Не странно ли, что, ведя речь о столетии, характерной чертой которого была названа «статуемания»224, мы только сейчас заговорили о статуях великих людей? Разве поэт Огюст Барбье уже в 1850 году не высмеивал «фальшивый этот вкус и гипса обожанье, влюбленность в алебастр и бронзы лобызанье»: все это он как раз и окрестил «статуеманией»?225 Все дело в том, что в данном случае слово сильно опередило реальность. В первой половине XIX века статуи великих людей – которые не следует путать со статуями государей – во французских городах еще довольно редки. В Париже с 1814‐го по 1870 год было установлено всего 18 статуй великих людей, зато с 1871‐го по 1914‐й – 159226. Такой крупный город, как Лион, к концу Июльской монархии располагал всего тремя подобными памятниками (составлявшими компанию конной статуе Людовика XIV), а к концу Второй империи – шестью227. В Лиможе первая статуя великого человека, памятник маршалу Журдану, появилась только в 1860 году и до 1890 года оставалась в городе единственной ростовой статуей; в Валансе первым стал бронзовый памятник генералу Шампионне, установленный в 1848 году рядом с другим – «Свобода, разбивающая свои цепи»; впрочем, этот второй памятник простоял здесь лишь до конца Второй республики. Примеры можно умножать до бесконечности. В большинстве городов Франции пик заказов на статуи великих людей совпадает с республиканизацией гражданского пространства в 1880–1910‐е годы. Нормы демократического величия, возникшие в XVIII веке вместе с культом великих людей, находят в это время полное воплощение в «патриотически-граждански-республиканских» изваяниях228. Статуи эти, призванные устанавливать и распространять критерии гражданской доблести, созидали в указанный период общий республиканский мир, принимаемый большинством французов. Это не означает, что они не становились предметами обсуждения и даже очень резких споров. Разве их создатели не отступали от традиций «благородной» скульптуры, предписывавших изображать исключительно святых, королей или полководцев? Разве не платили дань вульгарному помпезному реализму, достойному «промышленного искусства»? Разве их творения не выглядели фальшиво, не напоминали «дурных комедиантов»229? Разве «либеральный гуманизм, которому <…> демократия служит естественным продолжением» не заводил их слишком далеко230?

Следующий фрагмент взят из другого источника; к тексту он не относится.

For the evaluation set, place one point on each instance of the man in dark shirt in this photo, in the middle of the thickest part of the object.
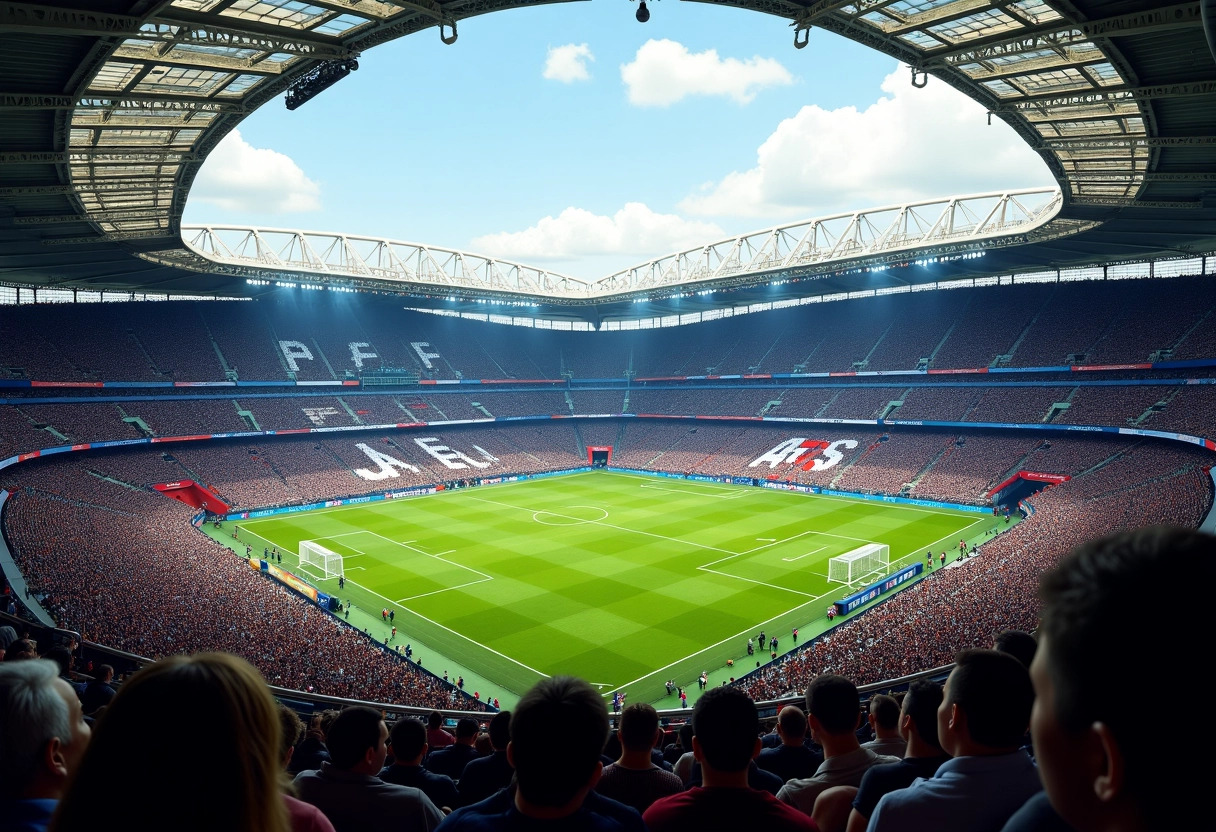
(409, 746)
(1107, 753)
(451, 760)
(726, 737)
(347, 788)
(918, 726)
(557, 732)
(99, 692)
(635, 780)
(487, 775)
(792, 758)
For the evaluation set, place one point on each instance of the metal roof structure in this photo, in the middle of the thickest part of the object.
(867, 239)
(107, 113)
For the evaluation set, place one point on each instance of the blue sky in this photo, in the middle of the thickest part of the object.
(573, 138)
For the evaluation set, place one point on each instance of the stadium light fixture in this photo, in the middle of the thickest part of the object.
(317, 80)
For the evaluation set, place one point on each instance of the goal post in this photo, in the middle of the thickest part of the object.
(315, 555)
(862, 561)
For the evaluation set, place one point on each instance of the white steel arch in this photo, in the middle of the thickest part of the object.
(958, 223)
(930, 228)
(326, 257)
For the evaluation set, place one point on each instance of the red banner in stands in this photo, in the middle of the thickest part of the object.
(66, 384)
(193, 495)
(1082, 367)
(1030, 474)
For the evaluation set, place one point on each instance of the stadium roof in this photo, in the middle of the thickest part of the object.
(110, 112)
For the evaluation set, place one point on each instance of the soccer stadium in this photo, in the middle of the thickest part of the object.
(397, 479)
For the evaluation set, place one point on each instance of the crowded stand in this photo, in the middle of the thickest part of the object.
(973, 464)
(891, 465)
(1017, 404)
(159, 588)
(79, 423)
(938, 403)
(991, 325)
(918, 325)
(859, 403)
(1104, 405)
(328, 339)
(968, 603)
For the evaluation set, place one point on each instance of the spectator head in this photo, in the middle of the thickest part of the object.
(500, 730)
(356, 741)
(1099, 754)
(62, 657)
(557, 731)
(639, 728)
(43, 734)
(919, 712)
(1018, 644)
(833, 706)
(792, 725)
(726, 730)
(21, 650)
(985, 707)
(237, 759)
(467, 730)
(884, 714)
(326, 719)
(409, 737)
(292, 732)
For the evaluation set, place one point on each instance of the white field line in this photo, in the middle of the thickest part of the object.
(607, 526)
(791, 560)
(752, 580)
(461, 635)
(697, 483)
(741, 633)
(476, 572)
(684, 490)
(423, 551)
(916, 554)
(446, 589)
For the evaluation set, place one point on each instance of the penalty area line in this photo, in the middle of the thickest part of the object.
(791, 560)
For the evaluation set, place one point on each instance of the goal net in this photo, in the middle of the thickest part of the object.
(324, 560)
(862, 561)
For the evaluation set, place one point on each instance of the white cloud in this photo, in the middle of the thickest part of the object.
(575, 232)
(911, 144)
(664, 72)
(238, 176)
(568, 63)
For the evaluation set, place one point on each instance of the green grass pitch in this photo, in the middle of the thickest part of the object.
(620, 579)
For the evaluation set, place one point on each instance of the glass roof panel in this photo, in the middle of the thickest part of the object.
(197, 5)
(236, 52)
(1065, 79)
(114, 76)
(921, 39)
(292, 13)
(1104, 74)
(242, 84)
(183, 80)
(1036, 10)
(1002, 89)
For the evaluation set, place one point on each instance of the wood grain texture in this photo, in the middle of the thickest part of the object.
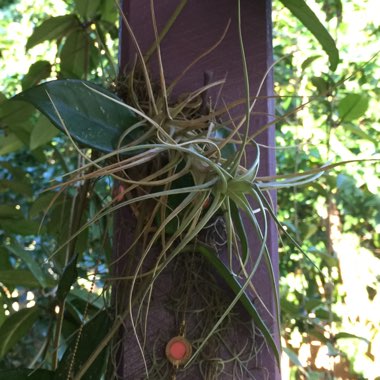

Нил Мак-Уильям справедливо напомнил о том, какие бурные страсти разгорались в конце XIX столетия вокруг республиканских памятников, когда их воздвигали героям Революции, считавшимся слишком радикальными (Марат), или когда они слишком откровенно выражали антиклерикальные и вольнодумные убеждения, как, например, статуи Этьенна Доле, установленная в Париже в 1889 году, и шевалье де ла Барра, открытая там же в 1905 году, или памятник Ренану в Трегье, открытый в 1903 году в обстановке религиозной войны231, или, наконец, статуя Поля Берта, появившаяся в Осере в 1889 году232. В начале ХХ века разгорелась даже настоящая иконоборческая кампания против республиканских статуй, увековечивающих дрейфусаров; ее развязала в 1909 году «Аксьон франсез»233. «Война статуй» обрушилась на памятники Золя, Трарьё, Шерера-Кестнера (в Париже) и Бернара Лазара (в Ниме): его отбитый нос вручили Шарлю Моррасу в качестве трофея234. Мак-Уильям делает из всего этого очень справедливый вывод: «Статуемания конца века представляет собой продолжение борьбы против сил, которые не готовы были уступать без боя символические и идеологические пространства публичной жизни»235. Вывод вносит существенные уточнения в концепцию Мориса Агюлона, который полагал, что в конце века статуи, воздвигнутые на площадях, становятся частью исторического и культурного наследия: «Отныне никто больше не разрушает памятники, выставленные в публичном пространстве; теперь их сохраняют, причисляя к истории и тем самым сужая их значение. Иначе говоря, в статуе теперь видят прежде всего элемент национального наследия, ценный в историческом и эстетическом отношении, полемический же ее смысл отходит на второй план»236. Не станем пытаться примирить эти два подхода (что вряд ли возможно); как бы то ни было, очевидно, что в конце XIX века большая часть конфликтов вокруг людей или аллегорий, запечатленных в бесчисленных статуях, разрешалась с помощью речей или граффити, а не посредством ударов молотка237.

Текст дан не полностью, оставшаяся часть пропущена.